House Speaker Lord Allan Velasco has urged the Senate to pass the waste-to-energy (WTE) bill, which seeks to allow and regulate the use of such technologies solve the country’s perennial garbage problem.
In a statement, Velasco said it was high time for the government to consider the adoption of WTE technologies in the treatment and disposal of solid waste as many of the landfills in the country will soon be filled up.
“The huge amount of waste that we produce threatens to overwhelm our landfills and create worse garbage disposal problems,” pointed out Velasco, who once sat as chairman of the House Committee on Energy.
“Before this happens, we must now look for cleaner and more sustainable [methods] to treat and dispose of solid waste, such as WTE,” he continued.
The House of Representatives approved on third and final reading in November 2020 House Bill (HB) 7829 or the proposed “Waste Treatment Technology Act” with close to 200 lawmakers, including Velasco, as principal authors. Meanwhile, Senate Bill 1789 or the proposed “Waste-to-energy Act,” filed by Senate energy committee chairman Sherwin Gatchalian, is pending on second reading.
HB7829 aims to allow the use of any WTE technology, including incineration, as long as it does not produce poisonous or toxic fumes. To do this, it would repeal Section 20 of Republic Act (RA) 8749, or the Clean Air Act of 1999, which currently bans incineration for WTE purposes.
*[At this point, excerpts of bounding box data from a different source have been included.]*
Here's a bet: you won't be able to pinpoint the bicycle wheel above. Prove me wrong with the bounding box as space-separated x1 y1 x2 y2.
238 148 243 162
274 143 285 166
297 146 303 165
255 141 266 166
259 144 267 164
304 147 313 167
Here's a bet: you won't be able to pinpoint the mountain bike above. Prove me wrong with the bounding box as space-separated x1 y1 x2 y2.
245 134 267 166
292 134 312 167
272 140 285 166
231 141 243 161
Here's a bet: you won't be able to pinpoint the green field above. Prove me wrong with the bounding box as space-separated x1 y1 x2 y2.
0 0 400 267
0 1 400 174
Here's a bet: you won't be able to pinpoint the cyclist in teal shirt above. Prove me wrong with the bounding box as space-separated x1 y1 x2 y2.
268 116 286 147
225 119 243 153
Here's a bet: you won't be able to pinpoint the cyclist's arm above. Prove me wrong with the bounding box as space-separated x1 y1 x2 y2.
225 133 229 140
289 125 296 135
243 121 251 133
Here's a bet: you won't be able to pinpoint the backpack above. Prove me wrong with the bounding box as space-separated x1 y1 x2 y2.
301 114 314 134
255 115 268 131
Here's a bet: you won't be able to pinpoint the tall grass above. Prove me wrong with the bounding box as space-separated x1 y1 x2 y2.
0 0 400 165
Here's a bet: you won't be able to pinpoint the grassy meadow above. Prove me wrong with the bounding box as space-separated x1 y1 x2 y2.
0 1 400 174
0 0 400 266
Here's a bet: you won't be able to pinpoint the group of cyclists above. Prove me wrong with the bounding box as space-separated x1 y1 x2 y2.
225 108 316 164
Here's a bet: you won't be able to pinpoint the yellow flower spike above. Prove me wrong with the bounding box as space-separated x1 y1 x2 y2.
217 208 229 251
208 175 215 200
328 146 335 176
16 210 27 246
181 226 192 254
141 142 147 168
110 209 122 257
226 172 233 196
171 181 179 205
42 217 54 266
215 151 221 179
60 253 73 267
“WTE facilities provide a safe, technologically advanced means of waste disposal that reduces greenhouse gases and generates clean energy,” the speaker said.
Velasco noted that WTE is widely recognized as a technology that can help mitigate climate change because the waste combusted at such facility does not generate methane as it would at a landfill. WTE is widely used in European countries, where there are limited space for landfills. It has also worked to keep trash off the streets and waters in Japan and Singapore.
The speaker added that the electricity produced from a WTE facility offsets the greenhouse gases that would otherwise have been generated from coal and natural gas plants.
Currently, the only waste disposal method allowed under RA9003, or the Ecological Solid Waste Management Act of 2000, is through sanitary landfills, which Velasco said is quite expensive and difficult to build, operate, and maintain.
Under HB7829, WTE facilities will be regulated to make sure they are fitted with equipment that will continuously monitor, record and make publicly available the reported data on their emissions or air pollutant concentrations. Entities using WTE technologies will, then, be required to incorporate in their facilities or operations appropriate material recovery program and their thermal units would only treat wastes at a temperature of not less than 850 degrees Celsius.